Some of his paintings were sold for millions. “Piegans” sold for $5.6 million in 2005, and his sculpture “Buffalo Hunt” sold for $4.1 million in 2008. Even some of his small pencil sketches are selling for $25,000 and more.

Russell’s Biography – the Beginning

When you look at Charles Russell’s paintings, you must remember that he was self-taught. His painting started only as a hobby. He was not interested in art lessons, and when his father enrolled him at age 14 in an art school, he attended the classes for only three days. According to him, he preferred the exciting subjects of his imagination more than the formal training provided by the school.

But although Russell, as a young man, didn’t foresee a career as an artist, art was always a part of his life. He grew up in Missouri, where he was always busy drawing sketches and making clay figures of animals. But at that stage, his art involvement was seen by him as just a hobby. From a very young age, he was interested in the “wild west.” He spent hours reading about it and watched and spoke to explorers and fur traders who frequently traveled through Missouri. He also learned to ride horses.

He left school when he was only 16 and started to work on a sheep ranch in Montana. Later, Russell left the sheep ranch and started working with Jake Hoover, a hunter, trapper, and later a rancher. Russell learned a lot about the ways of the West from him. They remained lifelong friends.

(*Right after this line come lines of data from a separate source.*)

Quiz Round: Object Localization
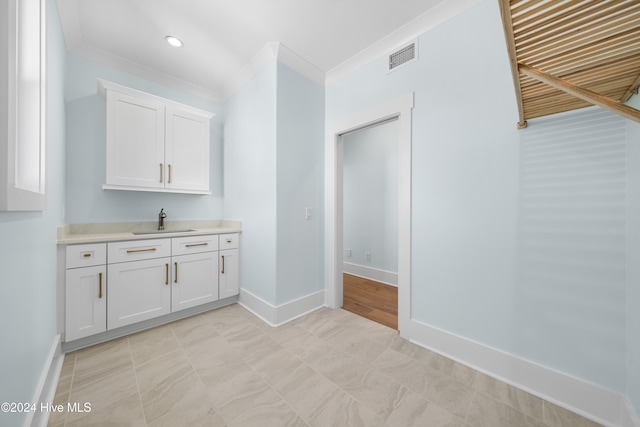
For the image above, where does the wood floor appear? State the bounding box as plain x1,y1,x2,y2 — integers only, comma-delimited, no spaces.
342,273,398,330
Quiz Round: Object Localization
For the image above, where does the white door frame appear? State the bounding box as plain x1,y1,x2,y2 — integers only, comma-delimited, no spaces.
324,92,414,334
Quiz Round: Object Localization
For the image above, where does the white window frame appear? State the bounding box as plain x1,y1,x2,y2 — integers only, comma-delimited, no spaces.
1,0,47,211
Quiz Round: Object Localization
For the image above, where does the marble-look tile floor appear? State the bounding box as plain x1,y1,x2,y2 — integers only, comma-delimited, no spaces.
48,304,602,427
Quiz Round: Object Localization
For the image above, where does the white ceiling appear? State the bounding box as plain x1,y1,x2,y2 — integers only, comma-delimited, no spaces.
56,0,478,102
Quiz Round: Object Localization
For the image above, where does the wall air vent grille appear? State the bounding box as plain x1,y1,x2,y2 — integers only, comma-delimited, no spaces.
388,41,417,72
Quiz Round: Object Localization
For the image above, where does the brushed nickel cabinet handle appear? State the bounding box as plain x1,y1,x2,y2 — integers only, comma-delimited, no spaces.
221,255,225,274
99,272,103,299
160,163,163,183
165,263,169,285
174,262,178,283
126,248,157,254
185,243,208,248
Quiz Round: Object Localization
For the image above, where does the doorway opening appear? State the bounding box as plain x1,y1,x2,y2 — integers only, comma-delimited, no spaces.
341,119,399,329
325,93,413,335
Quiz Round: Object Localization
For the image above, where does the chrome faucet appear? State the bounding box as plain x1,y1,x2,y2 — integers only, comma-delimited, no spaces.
158,208,166,230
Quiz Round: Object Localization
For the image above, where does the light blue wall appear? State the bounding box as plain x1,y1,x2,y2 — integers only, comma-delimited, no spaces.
224,62,278,303
0,1,66,425
328,0,520,350
343,121,398,273
327,0,632,399
64,54,224,223
627,118,640,415
275,62,325,304
224,61,325,306
514,108,627,390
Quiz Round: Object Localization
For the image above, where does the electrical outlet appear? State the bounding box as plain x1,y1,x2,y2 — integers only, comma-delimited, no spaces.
365,252,371,262
305,207,312,220
346,249,352,257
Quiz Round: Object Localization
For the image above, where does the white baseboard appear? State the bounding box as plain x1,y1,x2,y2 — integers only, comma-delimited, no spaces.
343,262,398,286
26,334,63,427
405,318,635,427
239,288,325,326
622,397,640,427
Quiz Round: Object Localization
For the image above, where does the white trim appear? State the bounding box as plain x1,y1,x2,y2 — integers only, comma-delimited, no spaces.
221,42,279,102
325,92,413,336
238,288,325,327
325,0,482,85
622,397,640,427
221,42,324,101
96,79,214,118
25,335,63,427
343,262,398,287
275,43,325,87
406,318,635,427
71,44,223,102
1,0,48,211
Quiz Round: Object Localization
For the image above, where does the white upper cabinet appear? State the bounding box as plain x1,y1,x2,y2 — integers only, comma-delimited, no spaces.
98,79,214,194
105,90,165,190
165,106,210,193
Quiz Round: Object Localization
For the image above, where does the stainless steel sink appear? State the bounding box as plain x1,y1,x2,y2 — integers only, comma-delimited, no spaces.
132,229,196,235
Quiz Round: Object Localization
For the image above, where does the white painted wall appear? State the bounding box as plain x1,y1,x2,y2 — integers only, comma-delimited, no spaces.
0,1,66,425
343,121,398,275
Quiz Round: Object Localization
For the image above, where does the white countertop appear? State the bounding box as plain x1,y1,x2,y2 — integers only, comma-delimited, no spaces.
57,220,242,244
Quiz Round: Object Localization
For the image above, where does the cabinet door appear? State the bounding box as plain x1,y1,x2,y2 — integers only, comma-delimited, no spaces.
106,91,165,189
164,107,210,192
219,249,239,299
172,252,218,312
108,258,171,329
65,266,106,341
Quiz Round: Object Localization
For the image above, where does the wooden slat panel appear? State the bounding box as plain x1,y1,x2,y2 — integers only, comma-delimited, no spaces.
518,10,640,62
514,1,633,47
501,0,640,126
524,30,640,68
520,64,640,123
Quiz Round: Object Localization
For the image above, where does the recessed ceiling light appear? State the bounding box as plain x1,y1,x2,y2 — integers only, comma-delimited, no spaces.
165,36,183,48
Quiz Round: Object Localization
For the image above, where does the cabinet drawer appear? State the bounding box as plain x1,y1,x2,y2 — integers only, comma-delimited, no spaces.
108,238,171,263
172,235,218,255
219,233,239,250
66,243,106,268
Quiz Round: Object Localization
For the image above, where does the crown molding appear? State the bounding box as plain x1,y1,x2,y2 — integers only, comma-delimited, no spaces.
57,0,481,102
220,42,280,101
275,43,325,87
325,0,483,86
220,42,325,101
71,44,224,102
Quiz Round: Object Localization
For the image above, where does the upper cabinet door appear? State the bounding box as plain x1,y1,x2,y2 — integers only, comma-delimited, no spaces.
165,106,210,193
105,91,165,189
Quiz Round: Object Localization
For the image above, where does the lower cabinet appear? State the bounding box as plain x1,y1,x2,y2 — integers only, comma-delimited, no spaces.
219,248,239,299
63,233,240,342
65,243,107,341
65,265,107,341
107,257,172,329
172,251,218,312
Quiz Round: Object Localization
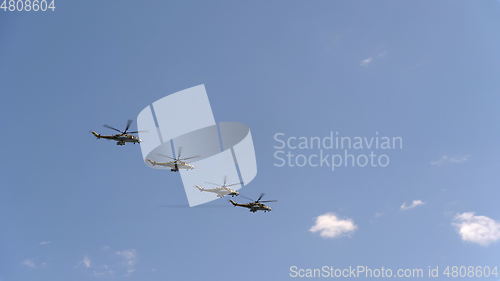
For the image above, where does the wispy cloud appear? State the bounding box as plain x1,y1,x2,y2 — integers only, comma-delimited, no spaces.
21,259,46,269
309,213,357,238
360,57,374,67
400,200,425,211
39,241,51,246
431,155,469,166
92,264,115,278
453,212,500,246
79,248,138,278
81,256,92,268
360,51,387,67
116,249,137,275
22,259,37,269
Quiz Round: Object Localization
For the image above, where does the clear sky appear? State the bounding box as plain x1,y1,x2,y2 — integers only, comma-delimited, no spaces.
1,1,500,280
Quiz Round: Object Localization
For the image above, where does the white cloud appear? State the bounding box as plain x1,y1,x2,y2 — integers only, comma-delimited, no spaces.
400,200,425,211
80,248,138,278
116,249,137,275
309,213,357,238
431,155,469,166
360,57,373,67
360,51,387,67
93,264,115,278
39,241,51,246
22,259,37,269
82,256,92,268
453,212,500,246
116,249,136,262
21,259,46,269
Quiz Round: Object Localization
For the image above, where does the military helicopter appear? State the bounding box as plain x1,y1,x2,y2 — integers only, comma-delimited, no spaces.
146,147,197,172
195,176,241,198
229,193,277,213
91,120,142,146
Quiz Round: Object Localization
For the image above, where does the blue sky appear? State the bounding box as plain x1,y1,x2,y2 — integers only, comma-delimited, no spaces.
1,1,500,280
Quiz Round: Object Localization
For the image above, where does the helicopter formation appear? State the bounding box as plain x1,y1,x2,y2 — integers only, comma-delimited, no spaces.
92,120,277,213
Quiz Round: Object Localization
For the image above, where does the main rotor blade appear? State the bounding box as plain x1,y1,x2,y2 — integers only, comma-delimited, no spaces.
126,130,146,134
176,146,183,159
103,124,122,133
259,200,277,203
223,176,227,186
225,182,241,187
156,153,176,160
160,204,230,209
256,193,264,202
179,155,199,161
204,181,221,186
124,119,132,133
239,195,254,201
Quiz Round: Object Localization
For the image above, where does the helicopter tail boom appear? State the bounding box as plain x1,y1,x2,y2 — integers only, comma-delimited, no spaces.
91,131,101,138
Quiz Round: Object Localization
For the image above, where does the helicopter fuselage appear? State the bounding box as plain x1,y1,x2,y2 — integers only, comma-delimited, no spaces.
229,200,272,212
92,131,141,145
146,159,194,171
195,186,239,198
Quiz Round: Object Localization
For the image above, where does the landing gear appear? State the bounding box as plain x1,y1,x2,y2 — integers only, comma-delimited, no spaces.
116,141,125,146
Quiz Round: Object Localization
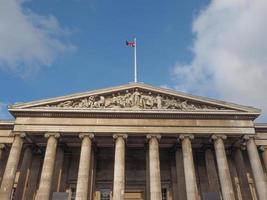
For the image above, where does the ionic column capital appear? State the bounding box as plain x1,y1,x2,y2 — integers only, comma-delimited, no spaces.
113,134,128,140
44,132,60,139
211,134,227,141
179,134,194,141
146,134,161,141
234,145,247,151
12,132,26,138
0,144,6,150
259,146,267,152
79,133,94,139
242,135,255,141
240,145,247,150
240,135,254,149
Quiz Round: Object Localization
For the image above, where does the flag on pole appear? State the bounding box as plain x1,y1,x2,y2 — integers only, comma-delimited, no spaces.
126,40,135,47
126,38,137,83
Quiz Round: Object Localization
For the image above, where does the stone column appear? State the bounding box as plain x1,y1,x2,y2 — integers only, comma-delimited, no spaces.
0,144,6,184
51,147,64,192
147,134,162,200
145,146,150,200
170,153,178,200
24,154,43,200
212,135,235,200
175,148,186,200
89,148,96,200
112,134,127,200
234,148,253,200
0,132,25,200
179,134,198,200
14,145,33,200
75,133,94,200
0,144,6,162
205,148,220,193
35,132,60,200
243,136,267,200
259,146,267,172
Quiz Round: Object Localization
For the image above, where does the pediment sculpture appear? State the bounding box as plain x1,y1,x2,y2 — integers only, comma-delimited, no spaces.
39,89,226,111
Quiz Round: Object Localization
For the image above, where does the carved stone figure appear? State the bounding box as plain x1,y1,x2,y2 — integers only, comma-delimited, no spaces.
133,89,141,107
58,100,73,108
156,95,162,109
45,88,223,111
93,96,105,108
144,94,154,109
125,92,133,107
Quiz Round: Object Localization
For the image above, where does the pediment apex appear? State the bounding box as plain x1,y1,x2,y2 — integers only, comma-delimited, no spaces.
9,83,261,114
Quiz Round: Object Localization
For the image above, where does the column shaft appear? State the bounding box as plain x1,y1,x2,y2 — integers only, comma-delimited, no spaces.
175,148,186,200
246,137,267,200
205,148,220,193
51,147,64,192
0,134,24,200
180,135,198,200
234,148,253,200
24,155,43,200
170,153,178,200
89,149,96,200
260,147,267,172
145,147,150,200
0,144,5,163
113,135,127,200
0,144,6,184
59,154,69,192
14,146,33,200
212,135,235,200
148,135,162,200
35,133,59,200
75,134,93,200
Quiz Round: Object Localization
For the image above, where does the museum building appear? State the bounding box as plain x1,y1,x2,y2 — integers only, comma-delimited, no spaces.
0,83,267,200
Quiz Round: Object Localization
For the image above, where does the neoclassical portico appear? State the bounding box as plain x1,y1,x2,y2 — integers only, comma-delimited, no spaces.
0,83,266,200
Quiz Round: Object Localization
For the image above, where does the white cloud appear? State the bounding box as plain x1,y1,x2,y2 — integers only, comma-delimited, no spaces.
173,0,267,121
0,0,75,77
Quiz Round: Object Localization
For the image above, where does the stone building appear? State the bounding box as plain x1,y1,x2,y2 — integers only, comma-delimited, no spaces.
0,83,266,200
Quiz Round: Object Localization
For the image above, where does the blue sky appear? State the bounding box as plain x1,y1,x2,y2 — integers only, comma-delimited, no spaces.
0,0,267,121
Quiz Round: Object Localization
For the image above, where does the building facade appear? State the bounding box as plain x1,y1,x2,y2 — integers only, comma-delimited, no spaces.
0,83,267,200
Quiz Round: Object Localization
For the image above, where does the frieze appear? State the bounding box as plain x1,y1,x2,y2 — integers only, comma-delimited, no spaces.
37,89,227,111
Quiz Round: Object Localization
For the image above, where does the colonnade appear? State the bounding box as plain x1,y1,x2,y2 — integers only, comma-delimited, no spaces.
0,133,267,200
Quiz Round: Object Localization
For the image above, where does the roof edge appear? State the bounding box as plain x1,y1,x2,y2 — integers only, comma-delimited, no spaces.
9,82,261,113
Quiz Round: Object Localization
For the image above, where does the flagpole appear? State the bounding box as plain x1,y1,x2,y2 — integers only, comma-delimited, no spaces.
134,38,137,83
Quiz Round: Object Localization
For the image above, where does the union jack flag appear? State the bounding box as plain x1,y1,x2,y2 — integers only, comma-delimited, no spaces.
126,40,135,47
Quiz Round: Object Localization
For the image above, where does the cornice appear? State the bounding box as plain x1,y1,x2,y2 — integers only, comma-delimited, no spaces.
9,109,258,120
0,120,14,130
254,123,267,132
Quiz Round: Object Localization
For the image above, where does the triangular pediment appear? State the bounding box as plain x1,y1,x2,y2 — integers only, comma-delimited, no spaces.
9,83,260,115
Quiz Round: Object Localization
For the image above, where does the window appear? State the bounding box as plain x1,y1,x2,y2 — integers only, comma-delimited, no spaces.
162,188,167,200
100,189,110,200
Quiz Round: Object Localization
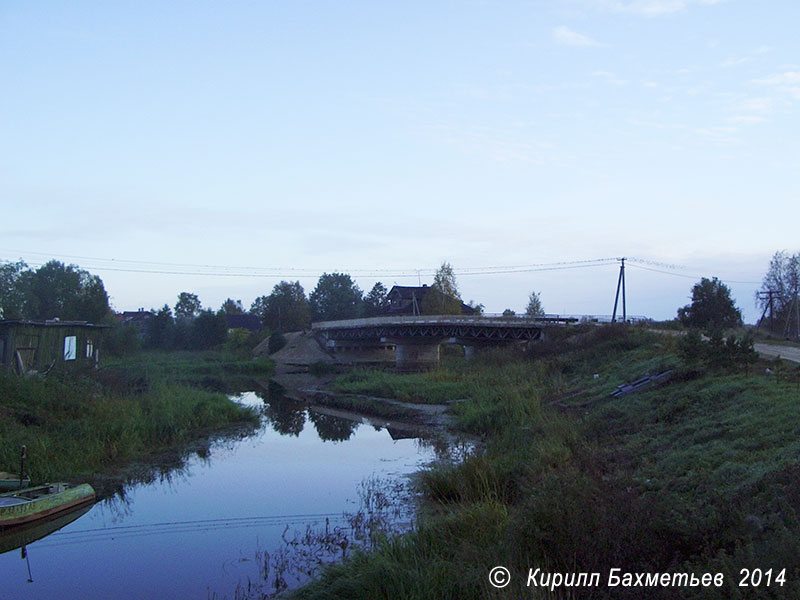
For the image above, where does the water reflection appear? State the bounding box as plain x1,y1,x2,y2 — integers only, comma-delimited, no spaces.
0,504,93,556
262,399,306,436
249,382,360,442
229,473,416,599
93,428,252,520
307,411,359,442
0,383,463,599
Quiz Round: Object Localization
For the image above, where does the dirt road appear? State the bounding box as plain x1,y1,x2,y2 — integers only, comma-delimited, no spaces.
649,329,800,365
754,343,800,364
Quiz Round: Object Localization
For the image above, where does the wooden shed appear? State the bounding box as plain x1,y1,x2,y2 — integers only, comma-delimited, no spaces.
0,320,110,375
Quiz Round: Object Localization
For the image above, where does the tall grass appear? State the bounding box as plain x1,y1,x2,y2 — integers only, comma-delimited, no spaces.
101,349,274,392
332,368,474,404
292,325,800,600
0,352,265,483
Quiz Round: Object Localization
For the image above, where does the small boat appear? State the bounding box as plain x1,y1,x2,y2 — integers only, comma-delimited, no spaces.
0,472,31,492
0,503,92,555
0,483,95,531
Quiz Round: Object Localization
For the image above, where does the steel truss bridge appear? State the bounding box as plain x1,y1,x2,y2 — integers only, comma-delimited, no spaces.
312,315,577,367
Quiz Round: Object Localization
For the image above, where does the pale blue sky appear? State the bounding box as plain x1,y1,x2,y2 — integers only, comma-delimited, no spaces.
1,1,797,322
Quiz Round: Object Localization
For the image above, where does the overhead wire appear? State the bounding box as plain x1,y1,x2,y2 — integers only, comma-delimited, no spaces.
0,252,619,279
626,262,762,285
0,252,762,284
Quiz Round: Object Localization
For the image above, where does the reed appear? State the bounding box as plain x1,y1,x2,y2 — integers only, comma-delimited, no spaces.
0,351,265,484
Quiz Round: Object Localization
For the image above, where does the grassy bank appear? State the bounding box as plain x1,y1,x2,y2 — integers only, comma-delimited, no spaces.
0,351,271,484
102,350,274,393
293,325,800,600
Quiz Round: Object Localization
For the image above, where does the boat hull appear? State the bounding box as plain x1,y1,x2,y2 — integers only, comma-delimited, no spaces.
0,504,92,555
0,483,96,530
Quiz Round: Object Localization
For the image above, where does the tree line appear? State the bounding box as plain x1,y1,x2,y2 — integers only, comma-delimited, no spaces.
0,260,111,323
4,251,795,356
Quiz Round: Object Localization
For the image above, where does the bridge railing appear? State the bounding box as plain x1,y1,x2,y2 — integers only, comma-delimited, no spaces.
482,313,651,324
313,314,650,330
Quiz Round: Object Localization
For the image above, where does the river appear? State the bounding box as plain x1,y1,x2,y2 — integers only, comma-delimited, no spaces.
0,388,450,599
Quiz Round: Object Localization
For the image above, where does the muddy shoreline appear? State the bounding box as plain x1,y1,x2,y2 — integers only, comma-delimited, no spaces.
266,361,465,444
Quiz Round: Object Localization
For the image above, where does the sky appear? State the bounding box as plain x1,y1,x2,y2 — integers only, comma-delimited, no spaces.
1,0,798,323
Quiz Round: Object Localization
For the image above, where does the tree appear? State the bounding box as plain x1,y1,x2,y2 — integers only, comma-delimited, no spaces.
221,298,244,314
363,282,389,317
146,305,175,349
0,260,28,319
190,309,228,349
758,250,800,335
175,292,202,320
309,273,363,321
466,300,484,315
19,260,110,323
421,262,463,315
105,324,142,357
677,277,742,331
252,281,311,332
268,331,287,354
526,291,545,317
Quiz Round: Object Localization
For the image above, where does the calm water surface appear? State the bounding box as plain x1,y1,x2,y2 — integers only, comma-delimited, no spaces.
0,390,442,599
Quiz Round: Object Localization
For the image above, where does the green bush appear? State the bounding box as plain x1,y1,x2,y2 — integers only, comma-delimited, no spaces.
104,324,142,357
224,328,253,359
268,331,287,354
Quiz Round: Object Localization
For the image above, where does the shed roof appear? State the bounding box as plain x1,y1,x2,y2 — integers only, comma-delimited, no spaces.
0,319,111,329
387,285,430,300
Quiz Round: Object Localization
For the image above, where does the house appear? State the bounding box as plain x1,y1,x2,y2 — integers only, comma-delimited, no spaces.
384,285,476,316
0,319,110,375
117,309,154,339
225,313,263,333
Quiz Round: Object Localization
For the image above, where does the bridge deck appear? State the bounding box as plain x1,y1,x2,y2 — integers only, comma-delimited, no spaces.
313,315,571,330
313,315,553,342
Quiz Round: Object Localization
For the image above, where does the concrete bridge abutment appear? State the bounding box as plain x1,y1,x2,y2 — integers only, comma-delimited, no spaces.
390,339,441,370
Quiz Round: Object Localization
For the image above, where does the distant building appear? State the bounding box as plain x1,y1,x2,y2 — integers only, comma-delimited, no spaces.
225,313,263,333
0,319,110,375
117,309,154,339
385,285,476,316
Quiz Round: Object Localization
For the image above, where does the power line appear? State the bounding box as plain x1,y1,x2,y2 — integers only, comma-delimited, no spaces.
0,252,618,279
626,262,762,285
1,252,762,284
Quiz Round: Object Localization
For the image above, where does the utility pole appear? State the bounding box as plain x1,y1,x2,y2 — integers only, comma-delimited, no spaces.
757,290,778,332
783,293,800,340
611,257,626,323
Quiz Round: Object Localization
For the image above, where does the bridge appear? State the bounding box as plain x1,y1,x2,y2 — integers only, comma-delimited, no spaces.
312,315,577,368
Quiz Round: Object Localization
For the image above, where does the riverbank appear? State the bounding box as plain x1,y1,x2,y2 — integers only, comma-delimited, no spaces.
0,351,271,492
287,324,800,600
0,386,435,600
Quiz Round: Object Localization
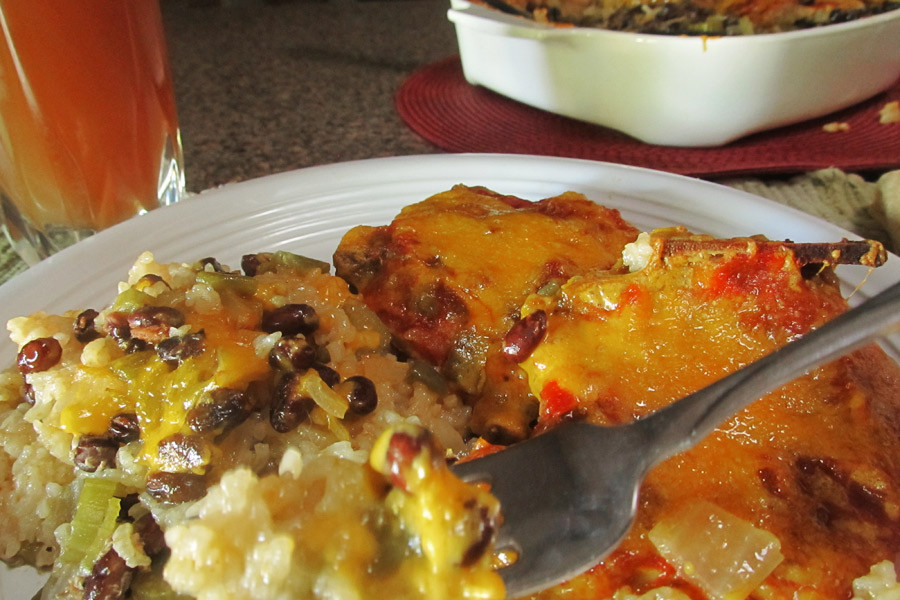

In 1882 he briefly visited his family in Missouri and then returned to Montana, where he lived as well as worked for the rest of his life.

Russell’s first “Career” Paintings

While Russell was working as a cowboy, Western America encountered a very harsh winter in 1886/1887. He documented the winter in several watercolors. The ranch foreman on the ranch where Russell was working at that stage received a letter from the range owner requesting a report on how the cattle herd had weathered the winter. As a reply to this request, the foreman sent the owner a postcard-sized watercolor that Russell had painted. It was a painting of a gaunt steer being watched by wolves.

The ranch owner showed the postcard painting to friends and business people and displayed it in a shop window in Helena, Montana. Other ranch owners and art lovers saw the painting and started commissioning work from Russell.

The original postcard painting was later titled “Waiting for a Chinook,” and Russell created a more detailed version, which became one of his best-known watercolors – also named “Waiting for a Chinook.”

In 1888, Russell lived with the Blood Indians, a branch of the Blackfeet Nation. Art historians believe that during this period, he gained most of his intimate knowledge of Native American culture. Later, he settled in the area known as Great Falls, Montana, where he worked for the rest of his life, making a living as a full-time artist. He also got married in 1896.

Conclusion

Charles Marion Russell is an example of a person who not only had art as part of his life but whose life was part of his art as well. He had intimate knowledge of his paintings’ subjects because they were part of his life. No wonder his paintings of the Old West were adopted as the “model” when moviemakers were looking for authentic images depicting the American West’s history.